None of the mitigation measures for fish and sediment passage included in the dam's current design have been tested at scale or in this environment. "Nowhere in the tropics has a successful fish passage been built for a dam the size of Xayaburi," said Dr. Eric Baran of the World Fish Centre in Phnom Penh. "It is unreasonable to assume that the proposed fish passage options will be efficient when they are neither based on successful experience in a similar context nor on a study of the local species."

Fish are a staple of the diet in Laos and Cambodia, with around 80% of the Cambodian population's annual protein intake coming from fish caught in the Mekong River system, with no alternative source to replace it. An MRC report claims that dam projects on the Mekong River will reduce aquatic life by 40% by 2020, and predicted that 80% of fish will be depleted by 2040. Thailand will be impacted, as its fish stocks in the Mekong will decline by 55%, Laos will be reduced by 50%, Cambodia by 35%, and Vietnam by 30%. Dams would also restrict the flow of water over agricultural areas linked to the river.
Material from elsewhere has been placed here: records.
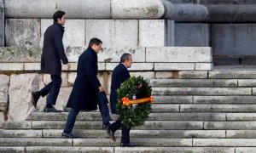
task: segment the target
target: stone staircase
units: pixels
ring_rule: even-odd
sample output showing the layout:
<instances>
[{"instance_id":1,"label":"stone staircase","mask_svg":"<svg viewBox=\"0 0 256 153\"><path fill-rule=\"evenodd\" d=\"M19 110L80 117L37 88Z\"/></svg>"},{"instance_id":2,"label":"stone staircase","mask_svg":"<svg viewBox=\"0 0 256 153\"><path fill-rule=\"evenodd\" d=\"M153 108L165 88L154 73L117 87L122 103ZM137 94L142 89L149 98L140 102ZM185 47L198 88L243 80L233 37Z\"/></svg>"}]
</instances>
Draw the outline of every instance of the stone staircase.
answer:
<instances>
[{"instance_id":1,"label":"stone staircase","mask_svg":"<svg viewBox=\"0 0 256 153\"><path fill-rule=\"evenodd\" d=\"M0 152L256 152L256 69L215 67L207 78L153 79L148 120L132 128L137 147L106 139L98 111L81 112L74 135L61 139L67 112L34 112L6 122ZM113 116L114 119L115 116Z\"/></svg>"}]
</instances>

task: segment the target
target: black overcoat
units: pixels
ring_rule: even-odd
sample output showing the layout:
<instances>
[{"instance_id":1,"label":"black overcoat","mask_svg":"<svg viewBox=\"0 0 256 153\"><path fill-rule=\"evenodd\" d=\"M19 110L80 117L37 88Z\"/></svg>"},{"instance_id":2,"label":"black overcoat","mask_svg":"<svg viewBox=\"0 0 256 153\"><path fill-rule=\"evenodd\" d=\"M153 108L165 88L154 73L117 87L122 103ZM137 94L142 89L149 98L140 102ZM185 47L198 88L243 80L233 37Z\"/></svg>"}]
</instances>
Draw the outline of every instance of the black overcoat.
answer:
<instances>
[{"instance_id":1,"label":"black overcoat","mask_svg":"<svg viewBox=\"0 0 256 153\"><path fill-rule=\"evenodd\" d=\"M111 93L110 93L110 105L111 112L117 114L117 89L120 87L127 78L130 77L129 71L125 65L119 63L113 71L111 78Z\"/></svg>"},{"instance_id":2,"label":"black overcoat","mask_svg":"<svg viewBox=\"0 0 256 153\"><path fill-rule=\"evenodd\" d=\"M96 76L97 61L97 54L90 47L79 56L77 77L67 107L77 110L95 110L97 109L96 92L99 92L101 86Z\"/></svg>"},{"instance_id":3,"label":"black overcoat","mask_svg":"<svg viewBox=\"0 0 256 153\"><path fill-rule=\"evenodd\" d=\"M65 54L62 37L64 27L54 22L45 32L41 57L41 71L46 74L61 75L61 61L64 65L68 63Z\"/></svg>"}]
</instances>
Record low water levels in the Mekong in July 2019, normally the rainy season, have led critics to point to the Xayaburi Dam as a contributor to the problem. Xayaburi Power counters that the facility is a run-of-river dam, so outflow from the 514 million cubic metre reservoir equals inflow. The power company claims it cannot share the inflow and outflow levels of the dam as the information is classified in accordance with the company's Lao government contract.